Nampak CEO Andre de Ruyter. Picture: BLOOMBERG/WALDO SWIEGERS
Nampak CEO Andre de Ruyter. Picture: BLOOMBERG/WALDO SWIEGERS

Nampak, Africa’s largest diversified packaging manufacturer, said on Thursday it might use proceeds from the sale of its glass business to buy back shares from shareholders.

The company, which is facing a tough economy at home and liquidity problems in Zimbabwe, among other things, said it was in the final stages of negotiating the sale of the business. The deal is likely to be finalised by the end of September. 

In February, Nampak entered into an exclusivity arrangement with an unnamed preferred bidder, a black South African-owned company backed by a large international corporation with glass expertise.

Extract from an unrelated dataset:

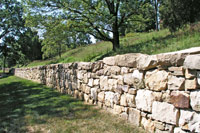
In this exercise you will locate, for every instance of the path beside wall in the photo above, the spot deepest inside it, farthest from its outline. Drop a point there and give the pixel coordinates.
(160, 93)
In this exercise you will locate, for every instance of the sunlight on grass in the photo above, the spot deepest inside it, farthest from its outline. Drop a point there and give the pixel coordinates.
(30, 107)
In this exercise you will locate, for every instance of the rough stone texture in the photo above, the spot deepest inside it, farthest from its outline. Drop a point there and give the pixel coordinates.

“We are in the final stages of negotiations with the buyer and expect these to be concluded by the end of the financial year,” the company said.

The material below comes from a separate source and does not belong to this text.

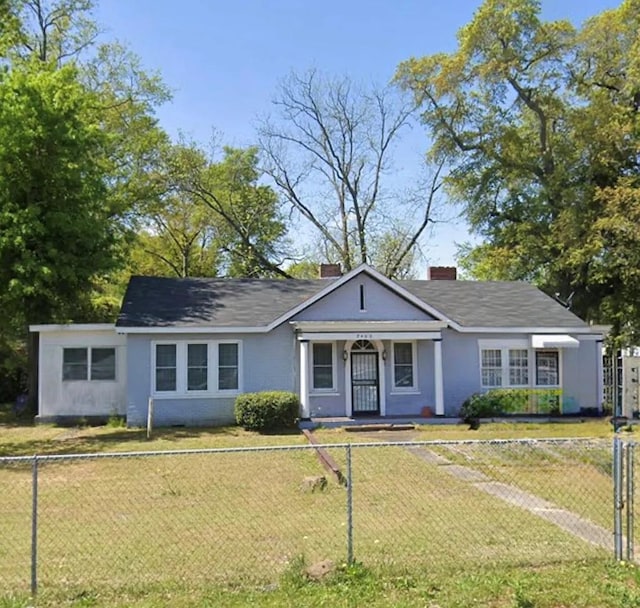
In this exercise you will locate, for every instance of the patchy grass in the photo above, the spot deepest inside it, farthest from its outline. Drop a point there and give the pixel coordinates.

The decision to sell the glass business followed what the company said were a number of years of disappointing performance.

Nampak said the transaction would enable it to focus on the metals business, which generates more than 60% of the company’s trading profit. It said proceeds from the sale would be used to reduce the company’s debt.

No special dividend 

The company has, however, ruled out a special dividend payment. “We do not anticipate declaring a special dividend once the proceeds are received and are considering other ways of returning cash to shareholders including buying back shares,” the company said.

Nampak suspended dividends in 2017 due to a lack of liquidity in Nigeria and Angola owing to the collapse in the oil price, which created shortages in US dollar currency in oil producing countries.

“In turn, this resulted in limited liquidity as Nampak was not able to transfer profits generated in these countries. This situation is correcting itself, and during the past financial year, Nampak was able to transfer R4bn from Angola and Nigeria over the past twelve months up to March 2019,” Nampak said.

The company said gross domestic product (GDP) growth and consequently market demand has declined in Angola as a result of the devaluation of the kwanza against the dollar.

As a result, producer price inflation in Angola has increased, driving up the consumer price index (CPI). On the other hand, strong demand for beverage cans has resulted in record production levels for Nampak’s business in Nigeria.

“(In order) to take advantage of the positive growth trends in Nigeria, Nampak is investing R100m into a new food can line in Lagos to be commissioned in 2020,” Nampak said.

Nampak said the transaction, which is classified as a large merger under the South African Competition Act, would be referred to the Competition Commission for consideration, and would become final once the commission’s ruling was received.